- Film poster
- Spanish: Verano en rojo
- Directed by: Belén Macías
- Screenplay by: Belén Macías; Helio Mira;
- Based on: Verano en rojo by Berna González Harbour
- Produced by: Gerardo Herrero
- Starring: Marta Nieto; José Coronado; Luis Callejo; Richard Sahagún; Francesco Carril; Marc Martínez; Zoé Arnao; Ramón Agirre; Javier Godino;
- Cinematography: Gabo Querra
- Edited by: Alejandro Lázaro
- Music by: Paula Olaz
- Production companies: Verano en rojo AIE; Tornasol Media;
- Distributed by: DeAPlaneta
- Release date: 8 September 2023;
- Country: Spain
- Language: Spanish

= Summer in Red =

Summer in Red (Verano en rojo) is a 2023 Spanish thriller film directed by Belén Macías based on the novel by Berna González Harbour which stars Marta Nieto and José Coronado.

== Plot ==
Set in the Summer of 2010 in between Madrid and Navarre, against the backdrop of the attention paid in Spain to the 2010 FIFA World Cup and the occurrence of sexual abuse (paederasty) cases within the Catholic Church, the plot follows the plight of police inspector María Ruiz upon facing a difficult murder case, for which she will be assisted by veteran journalist Luna.

== Production ==
A film adaptation of the novel Verano en rojo by Berna González Harbour, the screenplay was penned by Belén Macías and Helio Mira. The film was produced by Verano en rojo AIE and Tornasol Media, with the participation of RTVE, and Movistar Plus+, and backing from ICAA. Shooting locations included Madrid and Pamplona.

== Release ==
Distributed by DeAPlaneta, the film will be released theatrically in Spain on 8 September 2023.

== Reception ==
Raquel Hernández Luján of HobbyConsolas scored the film with 70 points ('good'), highlighting the cast, Macía's camera moves, and the "powerful" social denouncement as positive points while citing how the film adheres to [already] known formulas as a negative point.
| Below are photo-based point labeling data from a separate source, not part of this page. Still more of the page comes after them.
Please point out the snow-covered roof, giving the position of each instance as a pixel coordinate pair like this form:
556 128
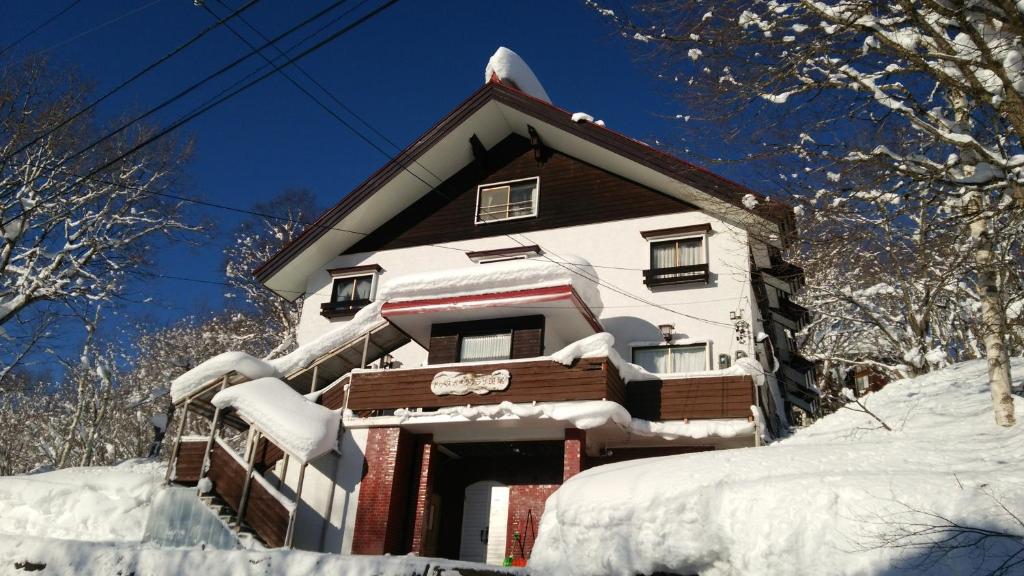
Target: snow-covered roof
844 486
494 113
498 277
507 67
300 427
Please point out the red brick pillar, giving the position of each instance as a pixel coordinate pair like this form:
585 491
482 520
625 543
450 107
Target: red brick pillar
425 449
381 513
576 452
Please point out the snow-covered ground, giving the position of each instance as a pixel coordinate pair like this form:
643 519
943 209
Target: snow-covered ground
823 501
99 503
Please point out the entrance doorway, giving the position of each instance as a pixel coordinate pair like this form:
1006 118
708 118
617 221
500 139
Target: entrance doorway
484 522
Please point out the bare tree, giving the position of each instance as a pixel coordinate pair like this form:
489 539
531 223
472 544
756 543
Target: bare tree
254 243
839 81
70 232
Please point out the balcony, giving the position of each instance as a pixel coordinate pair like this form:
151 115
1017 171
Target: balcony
677 275
539 379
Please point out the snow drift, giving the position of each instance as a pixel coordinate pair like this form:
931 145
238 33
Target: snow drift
98 503
820 502
509 67
295 424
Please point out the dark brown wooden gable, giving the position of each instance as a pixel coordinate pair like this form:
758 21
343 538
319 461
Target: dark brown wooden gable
572 193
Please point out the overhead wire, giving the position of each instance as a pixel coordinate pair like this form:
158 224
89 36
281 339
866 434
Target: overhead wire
210 105
142 72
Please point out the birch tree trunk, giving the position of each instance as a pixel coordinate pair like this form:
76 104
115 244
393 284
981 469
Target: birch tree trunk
992 316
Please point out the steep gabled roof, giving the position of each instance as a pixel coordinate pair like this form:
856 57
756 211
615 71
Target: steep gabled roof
492 113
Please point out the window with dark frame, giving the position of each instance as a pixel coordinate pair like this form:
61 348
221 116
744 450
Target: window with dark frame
674 359
679 260
348 294
484 347
505 201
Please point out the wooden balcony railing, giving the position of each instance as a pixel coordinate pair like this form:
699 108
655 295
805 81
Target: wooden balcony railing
677 275
540 380
691 399
264 510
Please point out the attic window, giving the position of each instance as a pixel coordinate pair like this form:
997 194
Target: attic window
351 289
507 201
502 254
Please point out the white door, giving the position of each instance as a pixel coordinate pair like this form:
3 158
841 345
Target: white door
484 522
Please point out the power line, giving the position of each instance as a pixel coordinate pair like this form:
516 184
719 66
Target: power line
323 88
613 288
209 106
134 77
185 92
40 27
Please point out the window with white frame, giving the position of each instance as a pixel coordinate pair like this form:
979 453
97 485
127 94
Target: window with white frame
350 290
506 201
672 359
482 347
678 260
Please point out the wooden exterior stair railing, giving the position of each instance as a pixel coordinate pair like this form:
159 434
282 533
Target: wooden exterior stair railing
266 511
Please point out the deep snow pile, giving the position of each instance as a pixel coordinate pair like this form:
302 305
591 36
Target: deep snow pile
54 558
819 502
300 427
99 503
509 67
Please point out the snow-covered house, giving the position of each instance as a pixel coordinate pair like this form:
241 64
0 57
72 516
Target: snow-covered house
520 294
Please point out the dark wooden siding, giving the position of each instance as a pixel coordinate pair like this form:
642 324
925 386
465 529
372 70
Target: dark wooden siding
188 461
544 380
572 193
527 336
266 516
443 348
717 397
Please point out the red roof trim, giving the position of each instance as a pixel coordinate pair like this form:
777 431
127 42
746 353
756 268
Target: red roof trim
450 303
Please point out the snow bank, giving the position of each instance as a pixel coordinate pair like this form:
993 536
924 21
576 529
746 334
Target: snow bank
298 426
602 344
306 354
509 67
88 559
216 367
692 428
498 277
99 503
817 503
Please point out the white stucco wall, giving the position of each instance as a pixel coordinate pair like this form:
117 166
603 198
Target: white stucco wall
700 313
330 496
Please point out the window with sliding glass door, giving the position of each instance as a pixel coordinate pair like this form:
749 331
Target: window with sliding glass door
507 201
678 260
483 347
673 359
350 291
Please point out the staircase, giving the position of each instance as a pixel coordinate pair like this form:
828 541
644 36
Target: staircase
371 345
267 513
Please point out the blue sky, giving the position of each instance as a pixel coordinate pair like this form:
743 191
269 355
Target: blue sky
402 71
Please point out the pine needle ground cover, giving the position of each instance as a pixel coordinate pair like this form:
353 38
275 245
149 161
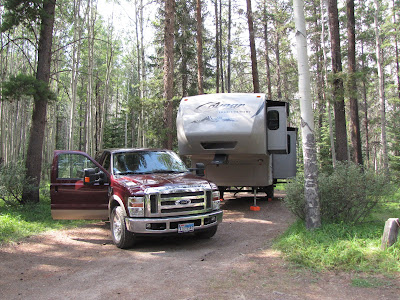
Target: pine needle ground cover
345 246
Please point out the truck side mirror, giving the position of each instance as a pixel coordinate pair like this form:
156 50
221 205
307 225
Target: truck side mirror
200 169
91 176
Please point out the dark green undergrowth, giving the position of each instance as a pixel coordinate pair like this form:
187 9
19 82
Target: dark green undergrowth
17 222
347 247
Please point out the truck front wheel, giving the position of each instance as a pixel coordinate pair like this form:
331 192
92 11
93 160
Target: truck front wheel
207 233
122 238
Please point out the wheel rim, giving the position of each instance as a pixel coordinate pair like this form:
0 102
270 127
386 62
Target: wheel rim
117 228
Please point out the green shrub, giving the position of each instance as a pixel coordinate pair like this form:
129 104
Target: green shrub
12 183
348 194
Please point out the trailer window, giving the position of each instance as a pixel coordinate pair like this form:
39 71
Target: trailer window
273 120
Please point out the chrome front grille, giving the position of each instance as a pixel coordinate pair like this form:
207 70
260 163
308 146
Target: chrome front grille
177 202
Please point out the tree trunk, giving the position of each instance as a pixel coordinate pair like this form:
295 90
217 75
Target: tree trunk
313 216
221 61
35 145
228 77
169 71
352 86
256 83
331 138
217 46
381 89
199 39
266 43
338 87
397 50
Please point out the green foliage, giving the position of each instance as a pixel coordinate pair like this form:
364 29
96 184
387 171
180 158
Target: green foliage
26 85
12 183
17 222
20 12
348 194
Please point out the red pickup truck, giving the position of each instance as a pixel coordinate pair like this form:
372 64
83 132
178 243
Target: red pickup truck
141 192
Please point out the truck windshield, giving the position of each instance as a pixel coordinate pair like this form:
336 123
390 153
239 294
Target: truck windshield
146 162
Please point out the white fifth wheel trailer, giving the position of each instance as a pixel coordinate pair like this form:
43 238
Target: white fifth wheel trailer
242 140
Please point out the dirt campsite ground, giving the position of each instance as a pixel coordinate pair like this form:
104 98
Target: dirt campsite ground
237 263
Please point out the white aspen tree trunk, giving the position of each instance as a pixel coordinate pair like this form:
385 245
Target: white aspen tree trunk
313 217
143 71
331 137
381 88
73 76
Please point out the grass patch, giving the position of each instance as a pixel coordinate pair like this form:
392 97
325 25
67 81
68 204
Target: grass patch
345 246
17 222
369 282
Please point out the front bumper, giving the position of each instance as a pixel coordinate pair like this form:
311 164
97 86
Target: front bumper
170 224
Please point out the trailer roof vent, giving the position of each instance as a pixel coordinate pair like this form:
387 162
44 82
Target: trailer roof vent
220 159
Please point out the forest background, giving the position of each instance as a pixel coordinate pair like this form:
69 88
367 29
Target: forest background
108 86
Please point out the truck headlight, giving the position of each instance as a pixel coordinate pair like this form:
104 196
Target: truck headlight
215 200
136 206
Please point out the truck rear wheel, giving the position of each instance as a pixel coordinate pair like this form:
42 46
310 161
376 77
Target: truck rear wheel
122 238
207 233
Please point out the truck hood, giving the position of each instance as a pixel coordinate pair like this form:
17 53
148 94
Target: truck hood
175 181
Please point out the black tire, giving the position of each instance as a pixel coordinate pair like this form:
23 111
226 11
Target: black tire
122 238
207 233
269 190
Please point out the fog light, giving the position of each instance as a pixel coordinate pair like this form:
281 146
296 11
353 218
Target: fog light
216 204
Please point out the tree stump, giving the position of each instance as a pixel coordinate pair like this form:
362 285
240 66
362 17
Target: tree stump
390 233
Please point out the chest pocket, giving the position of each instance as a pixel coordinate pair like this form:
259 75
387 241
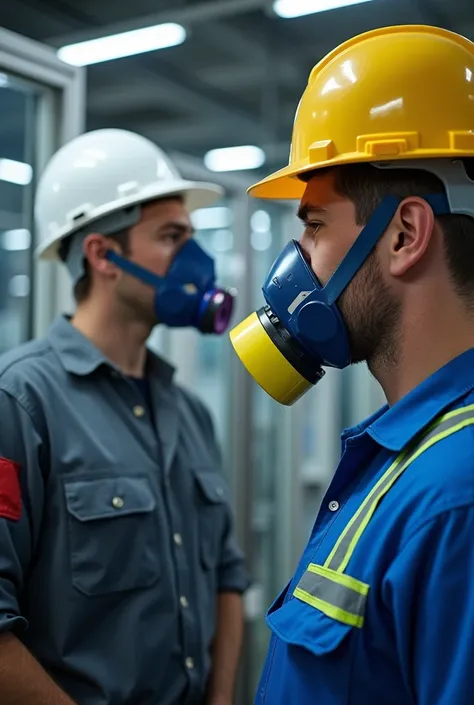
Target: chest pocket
113 534
312 650
212 514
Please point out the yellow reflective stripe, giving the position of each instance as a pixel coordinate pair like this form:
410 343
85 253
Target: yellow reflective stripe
339 596
341 578
330 610
403 461
370 512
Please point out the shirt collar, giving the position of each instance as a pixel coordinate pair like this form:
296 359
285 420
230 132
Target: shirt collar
79 356
394 427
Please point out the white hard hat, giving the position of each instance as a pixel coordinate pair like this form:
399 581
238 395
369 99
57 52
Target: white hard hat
101 172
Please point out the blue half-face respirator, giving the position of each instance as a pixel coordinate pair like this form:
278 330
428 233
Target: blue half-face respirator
300 330
187 295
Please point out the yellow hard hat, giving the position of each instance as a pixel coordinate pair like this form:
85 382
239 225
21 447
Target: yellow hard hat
390 95
404 92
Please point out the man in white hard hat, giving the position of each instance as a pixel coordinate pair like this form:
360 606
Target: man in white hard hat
120 577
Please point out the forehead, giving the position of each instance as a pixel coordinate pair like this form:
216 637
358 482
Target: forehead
321 192
163 211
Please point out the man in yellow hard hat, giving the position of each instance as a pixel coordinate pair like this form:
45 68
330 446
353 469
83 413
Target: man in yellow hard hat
380 610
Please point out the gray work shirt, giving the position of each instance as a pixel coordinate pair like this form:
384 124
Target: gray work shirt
111 575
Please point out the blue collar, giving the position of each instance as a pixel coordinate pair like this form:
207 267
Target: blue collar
394 427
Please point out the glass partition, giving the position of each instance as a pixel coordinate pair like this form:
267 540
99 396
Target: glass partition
42 107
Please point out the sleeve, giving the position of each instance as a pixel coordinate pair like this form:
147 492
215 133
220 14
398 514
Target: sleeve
21 503
232 572
430 589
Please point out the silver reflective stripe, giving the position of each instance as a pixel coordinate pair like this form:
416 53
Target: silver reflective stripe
348 535
332 592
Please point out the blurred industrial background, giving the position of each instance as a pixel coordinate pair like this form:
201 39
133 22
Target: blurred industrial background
232 79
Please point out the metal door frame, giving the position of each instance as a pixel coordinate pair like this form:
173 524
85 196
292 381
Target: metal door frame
61 117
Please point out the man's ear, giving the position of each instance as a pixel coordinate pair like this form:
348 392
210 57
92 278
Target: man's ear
412 230
95 248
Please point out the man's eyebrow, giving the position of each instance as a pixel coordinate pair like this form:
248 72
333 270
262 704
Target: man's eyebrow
175 225
307 208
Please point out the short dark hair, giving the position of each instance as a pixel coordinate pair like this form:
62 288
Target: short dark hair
366 186
82 287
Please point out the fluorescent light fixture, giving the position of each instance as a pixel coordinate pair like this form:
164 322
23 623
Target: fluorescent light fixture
298 8
261 222
19 286
222 240
117 46
16 240
235 158
15 172
212 218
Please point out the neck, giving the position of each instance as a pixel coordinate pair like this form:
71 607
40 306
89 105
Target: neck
432 337
121 339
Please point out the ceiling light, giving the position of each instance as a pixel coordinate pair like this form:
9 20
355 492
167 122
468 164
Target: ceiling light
235 158
16 240
212 218
261 222
15 172
116 46
297 8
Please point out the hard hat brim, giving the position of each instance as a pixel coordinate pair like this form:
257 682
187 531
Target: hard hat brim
196 195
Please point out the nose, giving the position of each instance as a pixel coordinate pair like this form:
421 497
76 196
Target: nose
305 250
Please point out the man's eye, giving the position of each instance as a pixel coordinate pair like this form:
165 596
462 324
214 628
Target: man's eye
173 237
312 228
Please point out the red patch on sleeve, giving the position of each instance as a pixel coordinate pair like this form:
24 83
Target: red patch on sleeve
10 490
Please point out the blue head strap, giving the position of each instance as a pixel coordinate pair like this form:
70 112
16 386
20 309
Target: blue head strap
308 310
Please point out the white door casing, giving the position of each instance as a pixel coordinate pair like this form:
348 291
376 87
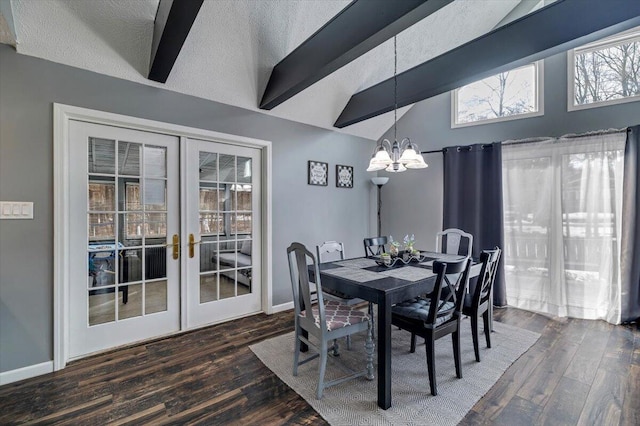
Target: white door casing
63 226
124 207
223 221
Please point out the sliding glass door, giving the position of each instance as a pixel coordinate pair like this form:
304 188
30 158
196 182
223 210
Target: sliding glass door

Jordi Batlle Caminal of Fotogramas rated the film 3 out of 5 stars, deeming it to be just as effective in its denunciation as Spotlight but less boring.

Javier Ocaña of Cinemanía rated the film 3 out of 5 stars welcoming the first frontal take on the issue in Spain since Bad Education, otherwise highlighting "the reflection on adolescent loneliness, on which these vermin feed", as the best part about the film.

Manuel J. Lombardo of Diario de Sevilla rated the film with a single star, assessing that neither the police thriller nor the journalistic investigation approaches actually work in the film.